Near-future prediction in videos has crucial impact on a wide range of practical applications which require anticipatory response. In videos, prediction can be performed in different spaces such as labels, captions and frames. Labels can be predicted for a longer horizon in future but are less informative than frames. Video frames are much richer in content than labels but only a few frames can be predicted ahead. Captions lie in between these two extremes: they can describe changes in activities for a longer prediction horizon and provide a much richer description than labels. In this thesis, we provide three distinct prediction frameworks leveraged upon different computer vision and machine learning techniques. However, these solution methods require lots of labeled data which is challenging due to high annotation cost. Thus, we also propose a novel early prediction framework so that video annotation becomes scalable.
Most of the existing works on labeling human activities focus on the recognition or early recognition problem where complete or partial observations of the activity are available. However, in the prediction problem we are addressing, no observation of the future activity is available beforehand. We propose a system that can infer about the labels and the starting time of a sequence of future unobserved activities combining different context attributes from the observed portion of the video . Next, we propose a sequence-to-sequence learning-based approach using an encoder-decoder LSTM pair for captioning the near-future unobserved activity sequences.
Building upon the prediction framework, we also work on the frame reconstruction problem in a multi-camera scenario. When a camera has multiple missing frames and available frames within the camera are far apart, the corresponding frames from other overlapping cameras become crucial for reconstruction . We propose an adversarial approach using conditional Generative Adversarial Network (cGAN) where the conditional input is the preceding or following frames within the camera or the corresponding frames from other cameras, all of which are merged together using a weighted average. We also propose an adversarial learning solution to the multi-modal frame reconstruction problem where we learn a mapping between 3D LIDAR point clouds and RGB images. This facilitates faster processing since fusion-based approaches which try to combine the advantages from both sources of data consume huge computing resources.
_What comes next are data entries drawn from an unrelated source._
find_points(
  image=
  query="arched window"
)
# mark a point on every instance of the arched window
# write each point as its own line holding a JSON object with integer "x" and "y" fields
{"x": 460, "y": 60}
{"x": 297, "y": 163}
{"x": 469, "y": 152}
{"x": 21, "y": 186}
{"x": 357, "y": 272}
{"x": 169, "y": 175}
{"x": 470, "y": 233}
We also consider the video annotation problem, as it crucial for machine learning approaches described above. State-of-the-art video annotation approaches assume that there is no latency for looking up the correct category of label and the annotator is required to watch the whole video segment. However, choosing the correct label from thousands of categories is not instantaneous and the long viewing time adds to the annotation cost. We propose an LSTM-based early prediction framework which can be combined with any existing active learning approach to provide a list of early suggestions to the annotator. This reduces annotation time and cost by a significant margin.